4 thoughts on “Unconsoled”

  1. “Enthralling, though not mind-blowing. Mind-bending certainly”

    Maybe that is all an author can hope for from such an intelligent reader as yourself.

    “much heralded climax yet to materialise”

    Again, can we ever hope for the heralded climax? we have our own life to live and well after the book is closed….life goes on. It ain’t the movies.

    I’m so honored that you took my advice and actually read this book.

    Does anything remind you of the dream world?

    “watching 2001, but with Clint Eastwood in the Dave Bowman role”

    I’d love to know the significance of that.
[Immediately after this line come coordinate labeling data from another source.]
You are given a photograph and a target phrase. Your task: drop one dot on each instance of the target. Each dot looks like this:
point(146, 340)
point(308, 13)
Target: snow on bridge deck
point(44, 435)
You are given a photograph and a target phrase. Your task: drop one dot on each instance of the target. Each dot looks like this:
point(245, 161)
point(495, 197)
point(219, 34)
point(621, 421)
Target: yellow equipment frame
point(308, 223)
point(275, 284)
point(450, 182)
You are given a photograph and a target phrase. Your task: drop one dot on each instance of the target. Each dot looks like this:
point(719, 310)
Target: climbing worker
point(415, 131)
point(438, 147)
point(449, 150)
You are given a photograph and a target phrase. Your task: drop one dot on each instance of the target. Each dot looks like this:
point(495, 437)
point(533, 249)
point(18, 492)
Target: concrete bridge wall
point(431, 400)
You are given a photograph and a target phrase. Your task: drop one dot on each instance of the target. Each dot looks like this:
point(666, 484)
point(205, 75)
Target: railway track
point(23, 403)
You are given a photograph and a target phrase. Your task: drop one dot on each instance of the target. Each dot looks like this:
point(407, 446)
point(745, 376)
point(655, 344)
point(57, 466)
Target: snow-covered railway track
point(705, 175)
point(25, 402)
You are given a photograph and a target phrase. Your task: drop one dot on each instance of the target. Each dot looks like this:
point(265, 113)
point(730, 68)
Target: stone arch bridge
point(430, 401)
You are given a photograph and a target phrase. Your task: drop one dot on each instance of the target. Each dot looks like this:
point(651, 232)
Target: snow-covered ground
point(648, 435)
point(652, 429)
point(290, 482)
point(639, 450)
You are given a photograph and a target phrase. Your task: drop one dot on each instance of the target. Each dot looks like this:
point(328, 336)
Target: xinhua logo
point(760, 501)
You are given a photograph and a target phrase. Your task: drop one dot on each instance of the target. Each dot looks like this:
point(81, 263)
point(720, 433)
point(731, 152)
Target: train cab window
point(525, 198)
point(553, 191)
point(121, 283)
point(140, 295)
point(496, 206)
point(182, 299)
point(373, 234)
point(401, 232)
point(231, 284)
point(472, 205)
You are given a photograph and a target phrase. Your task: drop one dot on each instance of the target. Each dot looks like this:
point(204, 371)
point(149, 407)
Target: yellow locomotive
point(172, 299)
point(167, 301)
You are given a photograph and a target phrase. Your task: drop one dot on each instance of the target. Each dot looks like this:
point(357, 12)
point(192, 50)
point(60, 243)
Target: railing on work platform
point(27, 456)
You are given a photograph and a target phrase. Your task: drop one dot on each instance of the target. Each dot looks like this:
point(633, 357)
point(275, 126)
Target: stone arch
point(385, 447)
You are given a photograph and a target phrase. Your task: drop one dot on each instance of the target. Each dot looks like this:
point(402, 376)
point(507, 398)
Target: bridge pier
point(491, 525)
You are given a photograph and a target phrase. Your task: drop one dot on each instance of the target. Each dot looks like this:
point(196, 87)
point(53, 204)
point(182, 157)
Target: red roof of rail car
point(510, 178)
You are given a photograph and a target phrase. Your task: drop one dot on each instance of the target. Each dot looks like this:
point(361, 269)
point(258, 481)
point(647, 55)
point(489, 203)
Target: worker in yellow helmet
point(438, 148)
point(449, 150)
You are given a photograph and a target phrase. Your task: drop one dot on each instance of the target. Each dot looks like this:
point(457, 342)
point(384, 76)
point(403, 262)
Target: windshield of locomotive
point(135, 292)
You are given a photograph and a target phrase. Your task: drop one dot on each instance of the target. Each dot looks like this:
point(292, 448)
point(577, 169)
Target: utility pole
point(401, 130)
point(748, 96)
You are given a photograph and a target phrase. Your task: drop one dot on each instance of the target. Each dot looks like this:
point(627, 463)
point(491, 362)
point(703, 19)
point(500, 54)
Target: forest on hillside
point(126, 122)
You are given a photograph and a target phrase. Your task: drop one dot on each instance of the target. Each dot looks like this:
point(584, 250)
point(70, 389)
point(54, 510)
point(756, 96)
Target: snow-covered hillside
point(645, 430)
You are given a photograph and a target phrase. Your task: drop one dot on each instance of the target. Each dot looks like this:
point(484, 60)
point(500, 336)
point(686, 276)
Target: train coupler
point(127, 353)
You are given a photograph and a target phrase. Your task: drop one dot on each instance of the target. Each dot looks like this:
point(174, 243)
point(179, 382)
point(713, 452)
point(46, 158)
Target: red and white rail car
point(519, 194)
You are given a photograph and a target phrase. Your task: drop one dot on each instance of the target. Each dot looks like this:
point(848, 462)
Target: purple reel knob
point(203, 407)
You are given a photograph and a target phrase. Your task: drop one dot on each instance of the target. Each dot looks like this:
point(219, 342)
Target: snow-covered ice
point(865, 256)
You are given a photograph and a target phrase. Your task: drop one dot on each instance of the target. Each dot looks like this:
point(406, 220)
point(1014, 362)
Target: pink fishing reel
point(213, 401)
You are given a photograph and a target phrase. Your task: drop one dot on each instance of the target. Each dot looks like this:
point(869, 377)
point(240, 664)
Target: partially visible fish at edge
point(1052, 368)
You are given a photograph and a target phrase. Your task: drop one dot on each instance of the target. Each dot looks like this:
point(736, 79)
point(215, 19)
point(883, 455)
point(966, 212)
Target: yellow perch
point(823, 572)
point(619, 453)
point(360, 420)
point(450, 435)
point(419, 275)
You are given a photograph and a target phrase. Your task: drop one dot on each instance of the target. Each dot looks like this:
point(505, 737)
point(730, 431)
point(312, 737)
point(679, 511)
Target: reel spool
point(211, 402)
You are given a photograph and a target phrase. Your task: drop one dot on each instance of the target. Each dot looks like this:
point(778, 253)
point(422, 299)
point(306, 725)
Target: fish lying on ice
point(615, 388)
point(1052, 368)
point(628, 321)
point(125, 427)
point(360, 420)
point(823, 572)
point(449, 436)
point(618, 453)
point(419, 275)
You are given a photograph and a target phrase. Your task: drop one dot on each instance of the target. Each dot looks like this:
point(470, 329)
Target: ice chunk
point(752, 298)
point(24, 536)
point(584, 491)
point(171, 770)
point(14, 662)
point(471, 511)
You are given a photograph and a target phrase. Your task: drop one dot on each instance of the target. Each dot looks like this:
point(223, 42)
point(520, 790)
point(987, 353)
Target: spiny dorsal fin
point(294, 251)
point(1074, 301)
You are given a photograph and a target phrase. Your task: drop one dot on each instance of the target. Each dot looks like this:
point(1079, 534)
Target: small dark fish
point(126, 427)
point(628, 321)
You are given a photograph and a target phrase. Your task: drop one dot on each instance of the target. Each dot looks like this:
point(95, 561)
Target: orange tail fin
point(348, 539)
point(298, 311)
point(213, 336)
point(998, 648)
But it can certainly be attributed to the dream world, as can most of everything else.

    “no clues noticed yet as to the eventual outcomes”

    The most important question…is it unsubtle????

  2. “Strange book as the TLS review commented”

    what means “TLS”.

    also another thought…
    prompted by what I know about another novel by this author, “the remains of the day”, a book about an English manor house maintained before WW II. It is my intuition (I have not read the book, but saw the movie) that the author wanted to explore the state of affairs in such a house prior to the war. he, being a japanese immigrant to England after the war would have great curiosity about what had gone on. But knowing this author I would say that he probably didn’t have an agenda. He merely wanted to explore the personalities.

    I think in some cases this is what literature is about. I think the writing is the exploration so as readers we go on a journey with the author.

  3. Hi Alice,

    TLS is the “(UK) Times Literary Supplement”

    I think you’re right – the writer can explore and lay bare without having an overtly specific agenda the reader is meant to follow – the reader can bring their own agenda. (In some ways that was what was “wrong” with the McEwan plot – a bit too smug and neatly packaged for my taste. Ishiguro is more “subtle” in that respect – for me obviously – more confusing – like real life itself.)

    When you say “the” dream world – I didn’t see it that way explicitly – but clearly the mix of (mis-)foreseen, (mis-)remembered, (mis-)perceived events jumbled together give the whole thing the surreal dream-like atmosphere. Not always clear which (if any) is meant to be reality. That works well, but naturally makes following the story harder. (As I said, quite Joycean.)

    The “DIY, decorating and tiling” theme is very strange – the book bought from the ice-cream vendor in the cinema (weird enough) – presumably part of some paranoia being inflicted on the child by his mixed-up family. Just guessing.

    PS my younger son was / is finishing fixing up a shower fitting in our bathroom back home whilst I’m over here in Alabam – can I count that as a spooky coincidence 🙂

    Interesting enough book for me to want to read more by the author. The film “Remains of the Day” didn’t make a big impression – maybe it will if I watch again from a position of more prior knowledge.

  4. “quite Joycean”

    I’ve read “portrait of a young artist” which was very easy to follow and then attempted “Ulyssess” I got lost and bored (probably because I was lost). I want to try to read it again with what you have said in mind. That makes sense. I have heard there are a lot of allusions to other literature, such as the classics, so I don’t know if I possess the background to get it all.

    As far as the tile bit and your son, perhaps what we are talking about is what gladwell talks about in “blink” (haven’t read it, just heard about it) There are millions of images which we see every day, but we select, because of who we are, what to notice.

    “island” is Ishiguro’s latest. I saw the movie because I knew it was based on his work and wasn’t captivated, but i still want to give the book a chance because as we all know movies seldom do justice. it’s about cloning.